一方で、eSIMに関しては総務省のアクションプランでも利用促進が言及されているが、高橋氏は「デジタルネイティブな人が今後使いやすい形を想定した場合、端末に関係なく通信をスマホアプリで変えられる世界観が広がる」とコメント。総務省が強く求めている、MVNOがeSIMを実現するための機能開放には応じる考えを示しているが、今回の取り組みはあくまで多様なターゲットに対応する狙いが大きいとのことだ。
高橋氏はマルチブランド以外の取り組みについても説明。5Gに関しては、「iPhone 12」シリーズの投入で端末ラインアップの充実が図られたのに加え、4G向け周波数をいち早く5Gに転用することでエリア拡大も積極化。2020年末までに全47都道府県に5G基地局を設置し、2022年3月までに約5万局を整備予定であることを改めて訴えた。

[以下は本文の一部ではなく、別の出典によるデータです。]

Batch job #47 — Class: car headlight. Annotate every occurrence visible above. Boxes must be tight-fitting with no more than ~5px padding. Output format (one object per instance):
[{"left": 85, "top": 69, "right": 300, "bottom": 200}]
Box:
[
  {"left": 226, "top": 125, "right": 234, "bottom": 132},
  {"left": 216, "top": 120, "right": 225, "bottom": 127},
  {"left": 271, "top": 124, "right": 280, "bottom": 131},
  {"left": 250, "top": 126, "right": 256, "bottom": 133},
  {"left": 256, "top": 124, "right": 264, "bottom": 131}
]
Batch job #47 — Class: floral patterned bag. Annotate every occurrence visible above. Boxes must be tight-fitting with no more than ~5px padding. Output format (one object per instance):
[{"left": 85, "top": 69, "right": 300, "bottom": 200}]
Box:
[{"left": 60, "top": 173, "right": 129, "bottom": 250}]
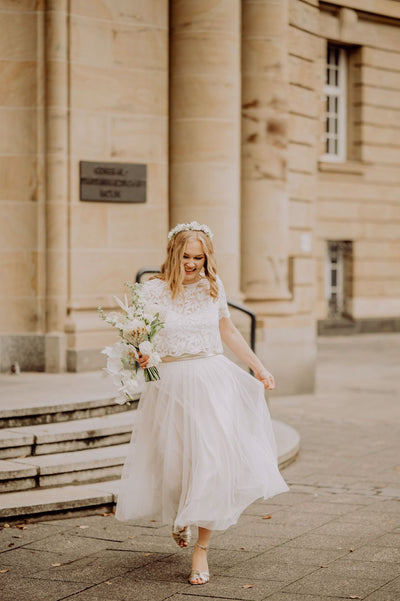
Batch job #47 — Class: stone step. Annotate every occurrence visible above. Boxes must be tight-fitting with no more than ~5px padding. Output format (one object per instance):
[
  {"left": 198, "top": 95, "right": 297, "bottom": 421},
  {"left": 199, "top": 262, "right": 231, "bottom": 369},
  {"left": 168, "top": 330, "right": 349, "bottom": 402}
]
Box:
[
  {"left": 0, "top": 405, "right": 136, "bottom": 459},
  {"left": 0, "top": 397, "right": 138, "bottom": 429},
  {"left": 0, "top": 420, "right": 300, "bottom": 520},
  {"left": 0, "top": 372, "right": 140, "bottom": 426},
  {"left": 0, "top": 480, "right": 119, "bottom": 521},
  {"left": 0, "top": 444, "right": 129, "bottom": 492}
]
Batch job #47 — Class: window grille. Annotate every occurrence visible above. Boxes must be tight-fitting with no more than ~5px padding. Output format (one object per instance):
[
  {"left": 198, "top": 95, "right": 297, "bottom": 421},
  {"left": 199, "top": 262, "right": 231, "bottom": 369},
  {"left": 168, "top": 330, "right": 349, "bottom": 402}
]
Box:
[{"left": 322, "top": 44, "right": 347, "bottom": 161}]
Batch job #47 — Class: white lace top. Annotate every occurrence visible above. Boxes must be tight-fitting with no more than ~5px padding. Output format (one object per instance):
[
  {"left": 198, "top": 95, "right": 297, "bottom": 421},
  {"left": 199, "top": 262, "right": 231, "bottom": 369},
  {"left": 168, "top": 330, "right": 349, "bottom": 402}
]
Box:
[{"left": 141, "top": 277, "right": 230, "bottom": 357}]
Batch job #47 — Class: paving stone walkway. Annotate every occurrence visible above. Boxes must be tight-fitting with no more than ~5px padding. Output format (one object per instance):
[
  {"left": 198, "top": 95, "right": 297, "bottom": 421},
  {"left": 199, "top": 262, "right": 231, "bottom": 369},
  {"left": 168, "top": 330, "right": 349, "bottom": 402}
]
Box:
[{"left": 0, "top": 334, "right": 400, "bottom": 601}]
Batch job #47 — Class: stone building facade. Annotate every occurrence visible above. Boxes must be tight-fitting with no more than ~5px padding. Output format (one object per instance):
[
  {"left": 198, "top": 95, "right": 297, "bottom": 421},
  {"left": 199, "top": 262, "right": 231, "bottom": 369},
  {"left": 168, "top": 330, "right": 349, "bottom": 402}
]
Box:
[{"left": 0, "top": 0, "right": 400, "bottom": 393}]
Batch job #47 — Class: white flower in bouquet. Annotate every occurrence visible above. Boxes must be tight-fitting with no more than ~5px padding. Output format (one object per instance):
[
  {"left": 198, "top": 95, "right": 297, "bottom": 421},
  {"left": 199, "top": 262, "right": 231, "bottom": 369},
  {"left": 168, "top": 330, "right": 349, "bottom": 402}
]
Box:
[{"left": 99, "top": 284, "right": 165, "bottom": 403}]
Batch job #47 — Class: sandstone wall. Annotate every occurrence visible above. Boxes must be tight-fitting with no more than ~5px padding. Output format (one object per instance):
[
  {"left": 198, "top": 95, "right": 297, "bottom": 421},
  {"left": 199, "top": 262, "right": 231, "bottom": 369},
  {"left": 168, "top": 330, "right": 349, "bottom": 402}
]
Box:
[
  {"left": 67, "top": 0, "right": 169, "bottom": 369},
  {"left": 316, "top": 3, "right": 400, "bottom": 319},
  {"left": 0, "top": 0, "right": 44, "bottom": 369}
]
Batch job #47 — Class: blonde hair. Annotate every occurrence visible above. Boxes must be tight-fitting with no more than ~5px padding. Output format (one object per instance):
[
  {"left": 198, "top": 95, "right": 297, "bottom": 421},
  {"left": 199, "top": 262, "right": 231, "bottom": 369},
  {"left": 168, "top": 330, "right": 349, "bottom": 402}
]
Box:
[{"left": 154, "top": 230, "right": 218, "bottom": 299}]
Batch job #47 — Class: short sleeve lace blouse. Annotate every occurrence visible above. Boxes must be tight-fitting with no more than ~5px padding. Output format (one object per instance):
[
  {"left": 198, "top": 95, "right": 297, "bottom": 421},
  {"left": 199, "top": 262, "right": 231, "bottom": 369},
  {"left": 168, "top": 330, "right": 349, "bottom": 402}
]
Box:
[{"left": 141, "top": 276, "right": 230, "bottom": 357}]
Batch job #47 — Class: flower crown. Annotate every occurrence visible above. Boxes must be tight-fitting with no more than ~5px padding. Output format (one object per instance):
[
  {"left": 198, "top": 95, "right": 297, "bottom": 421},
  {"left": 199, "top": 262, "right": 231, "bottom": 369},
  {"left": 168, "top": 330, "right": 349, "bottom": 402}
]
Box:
[{"left": 168, "top": 221, "right": 213, "bottom": 240}]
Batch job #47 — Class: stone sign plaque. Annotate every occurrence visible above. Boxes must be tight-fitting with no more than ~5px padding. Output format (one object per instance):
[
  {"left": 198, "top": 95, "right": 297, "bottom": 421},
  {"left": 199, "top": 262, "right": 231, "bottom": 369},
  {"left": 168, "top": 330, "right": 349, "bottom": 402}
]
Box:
[{"left": 79, "top": 161, "right": 147, "bottom": 202}]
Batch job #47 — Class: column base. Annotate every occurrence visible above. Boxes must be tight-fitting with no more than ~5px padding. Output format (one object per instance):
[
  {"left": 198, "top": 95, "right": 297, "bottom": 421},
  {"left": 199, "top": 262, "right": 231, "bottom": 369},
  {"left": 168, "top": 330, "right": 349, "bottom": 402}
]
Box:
[{"left": 44, "top": 333, "right": 67, "bottom": 373}]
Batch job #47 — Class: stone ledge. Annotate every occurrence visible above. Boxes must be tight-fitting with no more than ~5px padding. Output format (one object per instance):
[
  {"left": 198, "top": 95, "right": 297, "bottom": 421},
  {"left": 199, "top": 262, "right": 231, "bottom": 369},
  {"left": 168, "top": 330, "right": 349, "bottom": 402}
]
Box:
[{"left": 317, "top": 317, "right": 400, "bottom": 336}]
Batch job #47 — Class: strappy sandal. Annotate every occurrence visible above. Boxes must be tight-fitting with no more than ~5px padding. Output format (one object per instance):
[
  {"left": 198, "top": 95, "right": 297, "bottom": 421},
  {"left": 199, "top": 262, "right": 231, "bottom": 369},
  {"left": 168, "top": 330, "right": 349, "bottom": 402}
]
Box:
[
  {"left": 188, "top": 543, "right": 210, "bottom": 585},
  {"left": 172, "top": 526, "right": 192, "bottom": 549}
]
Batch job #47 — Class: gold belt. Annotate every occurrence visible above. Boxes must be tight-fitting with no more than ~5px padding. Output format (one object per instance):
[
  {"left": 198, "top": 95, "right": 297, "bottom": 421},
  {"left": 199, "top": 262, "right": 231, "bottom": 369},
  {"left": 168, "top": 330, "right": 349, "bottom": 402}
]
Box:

また、KDDIが新たに打ち出した次世代社会構想「KDDI Accelerate 5.0」に関しては、多様なパートナー企業と5Gを活用したデジタルトランスフォーメーションを推進する「KDDI 5G ビジネス共創アライアンス」や、虎ノ門にビジネス事業の3拠点を設けていることなどを改めて説明。あわせて、海外の著名な大学などとAIや無線通信分野での共同研究プロジェクトを立ち上げたことなども明らかにしている。
その上で、新たな取り組みとして打ち出されたのがトヨタ自動車との資本業務提携だ。トヨタ自動車はKDDIの12.95%の株式を持つ大株主だが、約522億円を追加出資して出資比率を13.74%に引き上げるとのことだ。
トヨタ自動車とKDDIはこれまで、コネクテッドカーのグローバル通信プラットフォームを共同で構築するなどして連携してきた。高橋氏によると、今回の提携によってその取り組みをより発展させ、移動と通信の枠組みを超えた新しい取り組みを進めていくとのこと。自動車向けだけでなく、人々や社会全体の安心安全、社会課題解決に向けた取り組みを共同で進めていくとしている。
そして高橋氏は「これらのビジネスを進めていくと投資が必要になる」と話し、そのためのコストを検討した結果、500億超の資本を受け入れるに至ったとのこと。共同での取り組みに力を入れることで企業価値を高めたいと、提携への意欲も示した。